« Sfarad » ou les rêves de Lalla Soulika est un spectacle de musiques, danses et chants mis en scène par Myriam Tara Benharoch au Comedia ce dimanche 5 février. Un témoignage émouvant de ce que fut la grande époque d’Al Andalous où les trois religions du livre coexistaient paisiblement. Toulon
Sfarad à la rencontre de la musique judéo-espagnole. Photo DR L’utilisation de l’article, la reproduction, la diffusion est interdite – LMRS – (c) Copyright Journal La Marseillaise
La période Al Andalous au Moyen Age a connu une longue époque (711-1492) de paix religieuse en particulier lorsque l’Islam des Almoravides protégeait chrétiens et juifs dans une civilisation unique et syncrétique, véritable modèle de tolérance pluraliste. C’était le temps d’Averroès. De cette paix civile et religieuse est née une civilisation originale mêlant ses diverses influences et débouchant sur un art musical et poétique d’une grande richesse.

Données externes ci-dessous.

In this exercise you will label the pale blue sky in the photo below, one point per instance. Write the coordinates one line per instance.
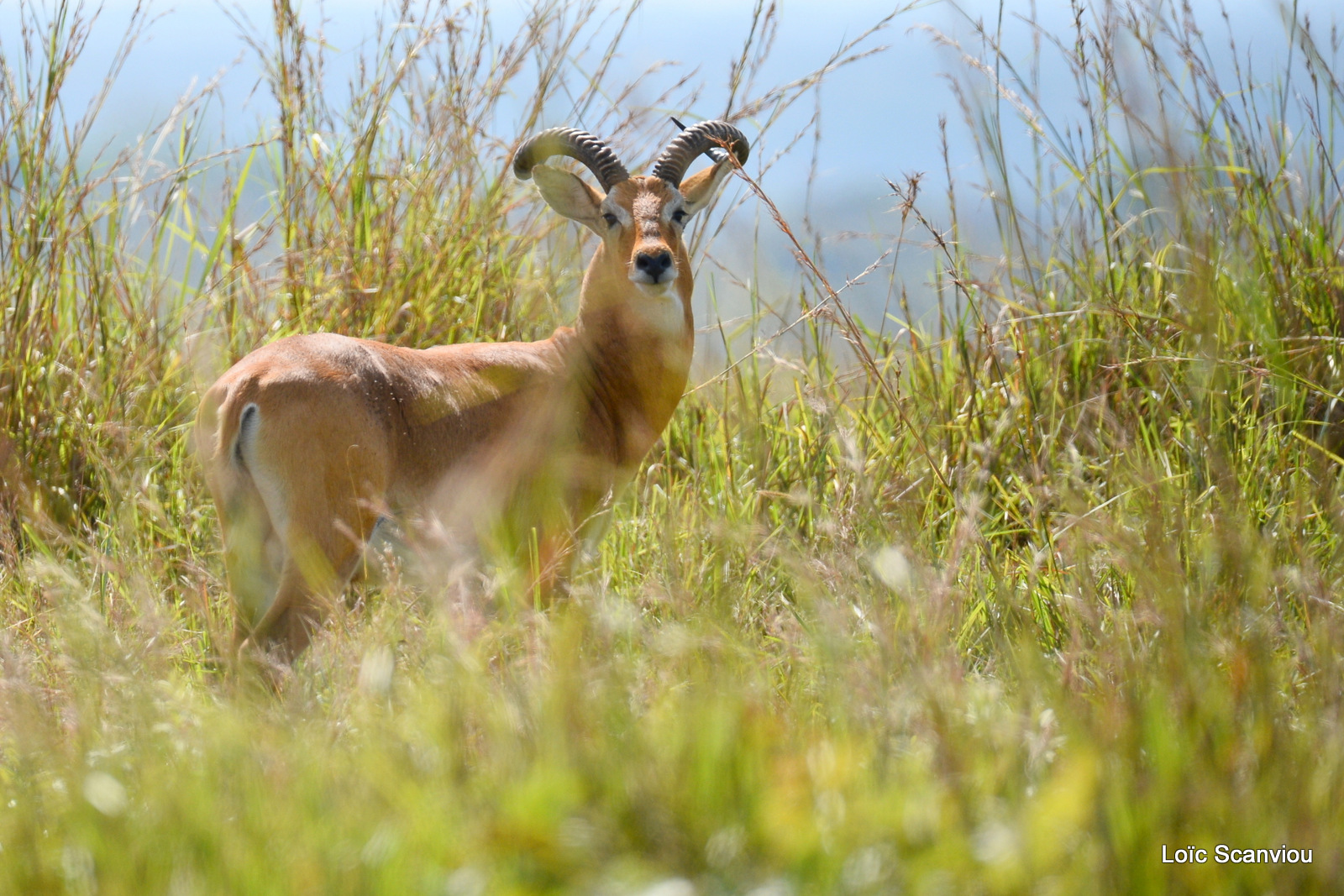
(879, 117)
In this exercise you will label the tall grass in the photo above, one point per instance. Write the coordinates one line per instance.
(999, 600)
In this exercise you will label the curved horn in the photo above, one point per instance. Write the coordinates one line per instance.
(692, 141)
(575, 144)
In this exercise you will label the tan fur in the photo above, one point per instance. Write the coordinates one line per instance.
(524, 439)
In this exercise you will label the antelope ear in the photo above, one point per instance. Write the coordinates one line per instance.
(570, 196)
(699, 188)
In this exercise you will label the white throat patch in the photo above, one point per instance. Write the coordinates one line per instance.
(662, 312)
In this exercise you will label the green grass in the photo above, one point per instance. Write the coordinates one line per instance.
(999, 600)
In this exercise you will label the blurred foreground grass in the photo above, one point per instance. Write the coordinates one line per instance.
(1003, 600)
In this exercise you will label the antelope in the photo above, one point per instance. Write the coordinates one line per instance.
(311, 443)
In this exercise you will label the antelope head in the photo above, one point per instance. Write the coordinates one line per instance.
(642, 262)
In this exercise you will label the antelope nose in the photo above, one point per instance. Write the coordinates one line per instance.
(654, 264)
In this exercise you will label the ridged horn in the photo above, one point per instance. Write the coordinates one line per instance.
(575, 144)
(692, 141)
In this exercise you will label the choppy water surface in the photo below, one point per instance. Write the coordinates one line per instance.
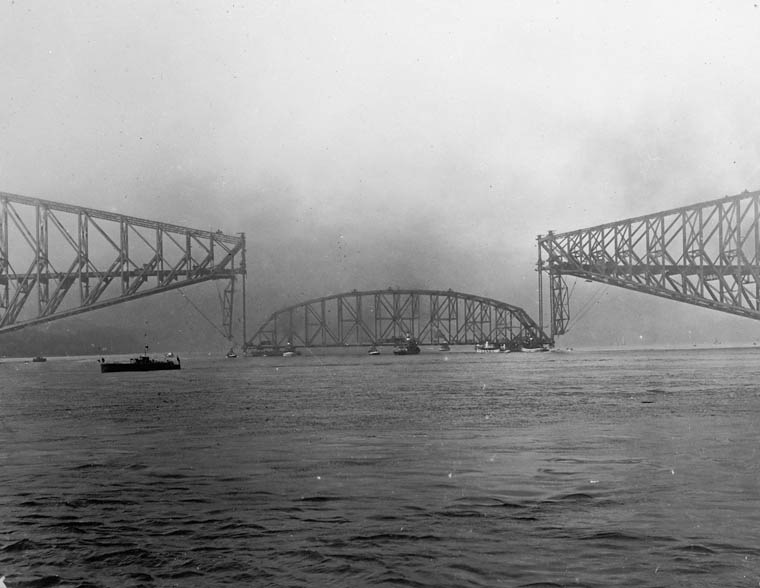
(577, 469)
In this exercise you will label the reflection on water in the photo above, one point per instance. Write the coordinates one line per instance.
(583, 469)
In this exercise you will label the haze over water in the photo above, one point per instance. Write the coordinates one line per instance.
(626, 468)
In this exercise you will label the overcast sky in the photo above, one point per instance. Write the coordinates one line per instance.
(373, 144)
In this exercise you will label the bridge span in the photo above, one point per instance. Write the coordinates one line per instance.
(58, 260)
(382, 316)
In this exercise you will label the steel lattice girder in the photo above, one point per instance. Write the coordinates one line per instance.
(382, 316)
(707, 254)
(58, 260)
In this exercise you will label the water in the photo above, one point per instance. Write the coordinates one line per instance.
(634, 468)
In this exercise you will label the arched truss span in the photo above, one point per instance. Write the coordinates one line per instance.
(706, 254)
(382, 316)
(58, 260)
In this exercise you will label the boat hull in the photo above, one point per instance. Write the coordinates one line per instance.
(106, 367)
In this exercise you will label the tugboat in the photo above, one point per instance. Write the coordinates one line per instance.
(489, 347)
(406, 346)
(142, 363)
(290, 350)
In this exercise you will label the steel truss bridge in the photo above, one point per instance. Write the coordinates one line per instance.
(706, 254)
(59, 260)
(383, 316)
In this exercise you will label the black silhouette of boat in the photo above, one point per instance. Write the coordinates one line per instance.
(142, 363)
(406, 346)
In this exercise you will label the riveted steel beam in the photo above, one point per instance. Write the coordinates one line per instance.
(706, 254)
(59, 260)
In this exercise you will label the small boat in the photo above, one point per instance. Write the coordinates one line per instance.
(533, 349)
(142, 363)
(290, 350)
(406, 346)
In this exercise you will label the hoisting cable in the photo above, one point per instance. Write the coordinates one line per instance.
(587, 307)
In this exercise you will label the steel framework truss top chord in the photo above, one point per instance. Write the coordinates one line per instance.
(58, 260)
(707, 254)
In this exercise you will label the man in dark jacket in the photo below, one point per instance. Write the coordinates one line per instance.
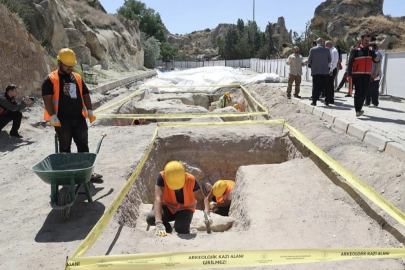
(10, 109)
(360, 66)
(319, 59)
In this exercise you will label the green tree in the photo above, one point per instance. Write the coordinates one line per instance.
(168, 52)
(151, 47)
(241, 26)
(231, 39)
(243, 50)
(150, 21)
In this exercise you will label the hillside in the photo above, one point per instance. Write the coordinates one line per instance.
(345, 19)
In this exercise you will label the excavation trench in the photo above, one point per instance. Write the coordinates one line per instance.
(209, 158)
(183, 103)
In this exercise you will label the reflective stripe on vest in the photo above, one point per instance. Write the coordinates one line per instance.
(230, 185)
(54, 77)
(169, 196)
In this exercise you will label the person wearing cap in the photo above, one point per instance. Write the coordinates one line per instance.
(68, 104)
(360, 67)
(10, 109)
(220, 197)
(224, 100)
(176, 196)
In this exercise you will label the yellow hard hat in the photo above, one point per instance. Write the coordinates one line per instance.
(219, 188)
(67, 57)
(175, 175)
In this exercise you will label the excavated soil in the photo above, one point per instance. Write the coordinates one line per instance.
(286, 198)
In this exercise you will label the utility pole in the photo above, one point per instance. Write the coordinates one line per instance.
(254, 33)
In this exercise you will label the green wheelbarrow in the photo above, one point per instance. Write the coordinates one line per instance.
(67, 173)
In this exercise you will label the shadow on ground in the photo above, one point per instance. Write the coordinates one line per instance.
(83, 216)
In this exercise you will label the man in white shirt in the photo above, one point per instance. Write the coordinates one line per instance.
(329, 95)
(295, 61)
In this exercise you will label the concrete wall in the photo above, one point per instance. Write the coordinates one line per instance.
(23, 61)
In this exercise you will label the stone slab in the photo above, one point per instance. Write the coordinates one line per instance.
(328, 117)
(357, 131)
(342, 124)
(309, 108)
(317, 112)
(376, 140)
(395, 149)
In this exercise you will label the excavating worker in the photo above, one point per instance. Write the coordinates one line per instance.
(220, 197)
(176, 192)
(224, 100)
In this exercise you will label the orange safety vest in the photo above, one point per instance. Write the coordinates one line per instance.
(362, 65)
(169, 197)
(230, 185)
(55, 98)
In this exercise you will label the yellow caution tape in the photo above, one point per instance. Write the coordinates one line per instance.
(233, 123)
(203, 259)
(352, 179)
(191, 86)
(108, 214)
(180, 115)
(248, 93)
(228, 259)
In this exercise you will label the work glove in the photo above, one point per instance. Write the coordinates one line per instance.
(91, 116)
(55, 121)
(209, 218)
(160, 228)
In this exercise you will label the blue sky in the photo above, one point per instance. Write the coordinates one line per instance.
(185, 16)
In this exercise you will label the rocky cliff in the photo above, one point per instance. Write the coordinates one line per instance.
(345, 19)
(84, 26)
(23, 60)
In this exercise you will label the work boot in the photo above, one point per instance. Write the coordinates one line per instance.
(96, 178)
(360, 113)
(15, 134)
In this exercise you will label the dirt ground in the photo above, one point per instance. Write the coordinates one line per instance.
(299, 203)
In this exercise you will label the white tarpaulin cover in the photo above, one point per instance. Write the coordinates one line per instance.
(206, 76)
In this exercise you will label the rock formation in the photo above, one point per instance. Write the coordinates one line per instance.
(85, 27)
(23, 60)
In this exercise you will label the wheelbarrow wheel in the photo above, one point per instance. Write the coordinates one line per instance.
(63, 199)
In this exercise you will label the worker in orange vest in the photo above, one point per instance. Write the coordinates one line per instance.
(220, 197)
(176, 196)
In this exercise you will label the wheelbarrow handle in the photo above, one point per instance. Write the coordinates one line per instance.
(99, 143)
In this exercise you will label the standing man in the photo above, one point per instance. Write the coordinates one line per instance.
(10, 109)
(333, 65)
(372, 94)
(319, 59)
(295, 62)
(224, 100)
(175, 200)
(68, 104)
(360, 66)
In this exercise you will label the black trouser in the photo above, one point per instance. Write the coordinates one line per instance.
(330, 89)
(9, 116)
(182, 219)
(319, 81)
(361, 83)
(72, 127)
(372, 93)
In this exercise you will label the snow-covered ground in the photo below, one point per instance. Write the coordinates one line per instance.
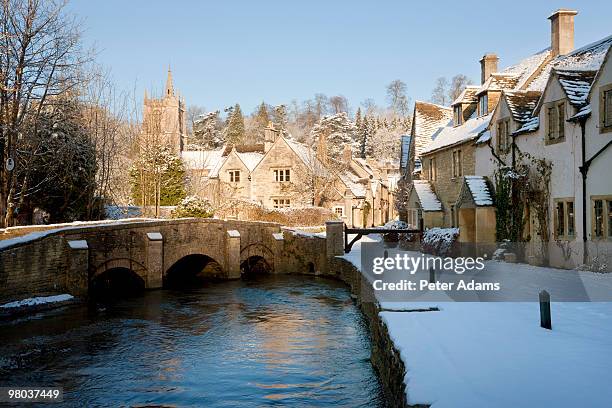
(495, 354)
(36, 301)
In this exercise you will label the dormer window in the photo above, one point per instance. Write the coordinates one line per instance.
(458, 115)
(503, 135)
(483, 104)
(234, 176)
(555, 122)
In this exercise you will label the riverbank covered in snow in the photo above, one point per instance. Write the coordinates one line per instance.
(476, 354)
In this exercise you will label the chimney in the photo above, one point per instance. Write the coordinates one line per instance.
(270, 135)
(347, 154)
(562, 31)
(488, 65)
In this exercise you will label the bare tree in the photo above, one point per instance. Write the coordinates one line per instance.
(193, 113)
(458, 84)
(338, 104)
(40, 59)
(397, 98)
(440, 93)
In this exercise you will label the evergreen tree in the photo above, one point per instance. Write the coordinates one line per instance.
(338, 132)
(234, 129)
(280, 119)
(358, 119)
(157, 176)
(260, 122)
(207, 132)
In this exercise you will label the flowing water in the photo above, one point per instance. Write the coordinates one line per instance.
(274, 341)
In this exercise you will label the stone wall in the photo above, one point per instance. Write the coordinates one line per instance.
(49, 264)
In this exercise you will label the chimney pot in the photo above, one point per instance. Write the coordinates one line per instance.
(562, 31)
(488, 65)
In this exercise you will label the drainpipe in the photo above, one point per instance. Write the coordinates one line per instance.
(584, 170)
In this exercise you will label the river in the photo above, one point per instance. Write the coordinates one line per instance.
(272, 341)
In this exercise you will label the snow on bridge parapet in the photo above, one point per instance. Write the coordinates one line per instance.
(428, 199)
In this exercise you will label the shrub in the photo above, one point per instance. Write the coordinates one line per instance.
(439, 241)
(293, 217)
(193, 206)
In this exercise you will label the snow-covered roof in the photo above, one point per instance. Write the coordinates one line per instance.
(452, 135)
(583, 112)
(479, 189)
(498, 81)
(250, 159)
(354, 183)
(468, 95)
(576, 85)
(405, 151)
(201, 159)
(429, 118)
(484, 137)
(530, 125)
(587, 58)
(428, 199)
(522, 103)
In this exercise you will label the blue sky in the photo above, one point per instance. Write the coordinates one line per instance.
(223, 52)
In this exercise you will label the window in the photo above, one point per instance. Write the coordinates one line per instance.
(560, 219)
(609, 219)
(282, 175)
(602, 217)
(598, 218)
(564, 219)
(458, 115)
(432, 169)
(457, 163)
(281, 202)
(605, 109)
(570, 219)
(503, 136)
(483, 105)
(234, 176)
(555, 122)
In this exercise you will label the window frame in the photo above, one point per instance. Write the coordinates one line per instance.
(432, 169)
(556, 112)
(606, 215)
(457, 163)
(605, 123)
(483, 104)
(282, 174)
(458, 112)
(281, 202)
(564, 235)
(234, 176)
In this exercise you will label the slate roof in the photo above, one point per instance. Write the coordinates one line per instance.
(427, 198)
(468, 95)
(522, 103)
(576, 85)
(479, 190)
(429, 118)
(452, 135)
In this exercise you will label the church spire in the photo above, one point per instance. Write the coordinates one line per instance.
(169, 91)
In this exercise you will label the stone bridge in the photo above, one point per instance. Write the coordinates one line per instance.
(70, 260)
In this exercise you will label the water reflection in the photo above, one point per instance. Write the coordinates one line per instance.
(287, 341)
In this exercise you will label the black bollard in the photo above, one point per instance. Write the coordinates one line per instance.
(545, 319)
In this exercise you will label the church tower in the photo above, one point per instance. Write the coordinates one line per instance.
(164, 118)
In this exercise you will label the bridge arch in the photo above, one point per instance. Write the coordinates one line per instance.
(256, 258)
(192, 269)
(118, 278)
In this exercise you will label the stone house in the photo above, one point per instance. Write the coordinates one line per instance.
(165, 117)
(561, 116)
(283, 173)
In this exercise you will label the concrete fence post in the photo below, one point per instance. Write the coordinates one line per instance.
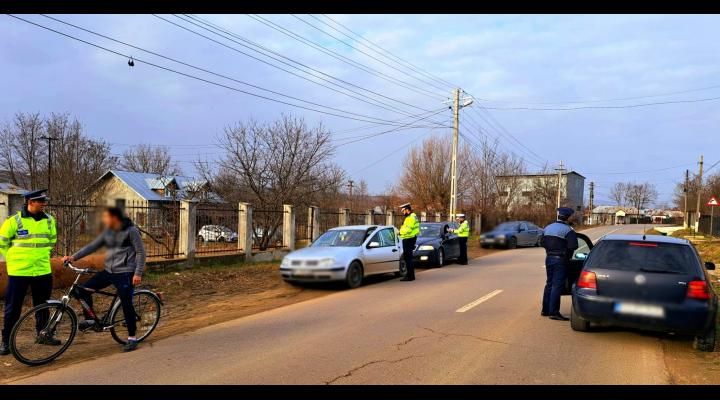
(477, 224)
(245, 233)
(187, 233)
(288, 227)
(390, 217)
(344, 217)
(314, 222)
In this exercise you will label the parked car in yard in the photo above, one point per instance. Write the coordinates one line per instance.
(435, 244)
(347, 254)
(649, 282)
(216, 233)
(512, 234)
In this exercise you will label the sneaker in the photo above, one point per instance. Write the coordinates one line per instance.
(86, 324)
(130, 345)
(48, 340)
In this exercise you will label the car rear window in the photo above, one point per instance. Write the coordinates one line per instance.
(643, 256)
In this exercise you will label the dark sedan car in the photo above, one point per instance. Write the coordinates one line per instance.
(512, 234)
(435, 244)
(647, 282)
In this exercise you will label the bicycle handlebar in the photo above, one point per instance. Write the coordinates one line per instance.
(81, 271)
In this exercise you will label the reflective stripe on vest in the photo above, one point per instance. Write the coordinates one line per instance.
(21, 244)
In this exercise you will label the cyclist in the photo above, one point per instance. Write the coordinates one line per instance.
(124, 265)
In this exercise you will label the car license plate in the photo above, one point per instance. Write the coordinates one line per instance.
(643, 310)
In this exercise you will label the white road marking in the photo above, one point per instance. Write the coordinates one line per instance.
(480, 300)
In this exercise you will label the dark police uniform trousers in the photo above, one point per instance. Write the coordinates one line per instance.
(559, 241)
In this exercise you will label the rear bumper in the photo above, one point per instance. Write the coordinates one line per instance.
(690, 317)
(315, 275)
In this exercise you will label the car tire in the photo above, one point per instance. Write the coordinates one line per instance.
(577, 323)
(354, 276)
(706, 342)
(440, 258)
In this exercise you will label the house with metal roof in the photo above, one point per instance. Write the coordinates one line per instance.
(120, 188)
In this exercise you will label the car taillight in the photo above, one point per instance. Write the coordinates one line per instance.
(587, 280)
(698, 290)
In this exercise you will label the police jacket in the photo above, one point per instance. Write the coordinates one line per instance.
(559, 240)
(26, 241)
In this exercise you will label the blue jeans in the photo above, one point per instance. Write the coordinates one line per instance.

La musique, la danse et la poésie y ont donné leurs plus belles fleurs. A partir de la vie tragique d’une jeune juive marocaine Lalla Soulika convoitée, et persécutée puis finalement exécutée au XIXème siècle, la jeune chorégraphe Myriam Benharoche a composé un spectacle magique. Il fait revivre ce mélange de culture autour d’une guirlande de chants d’amour et de danses orientales.
Cette jeune Soulika a réellement existée. De son vrai nom Sol Hachuel (Tanger 1817-Fès 1834) elle aurait été dénoncée pour apostasie de l’Islam alors que semble-t-il elle ne s’est jamais convertie. Condamnée, elle est décapitée sur la place de Fès malgré les marques de protestations de toute la population. Elle a inspiré de nombreux artistes, peintres, dramaturges.
Un hommage aux chants sépharades
Sur scène, la jeune héroïne rêve de ce qu’aurait pu être sa vie, imagine le mariage qu’elle aurait pu avoir, se rappelle la vie familiale et religieuse, songe aux pays de la diaspora, associe sa voix et son corps à ceux des femmes qui ont transmis la mémoire d’Al Andalous dans les chants judéo-espagnols.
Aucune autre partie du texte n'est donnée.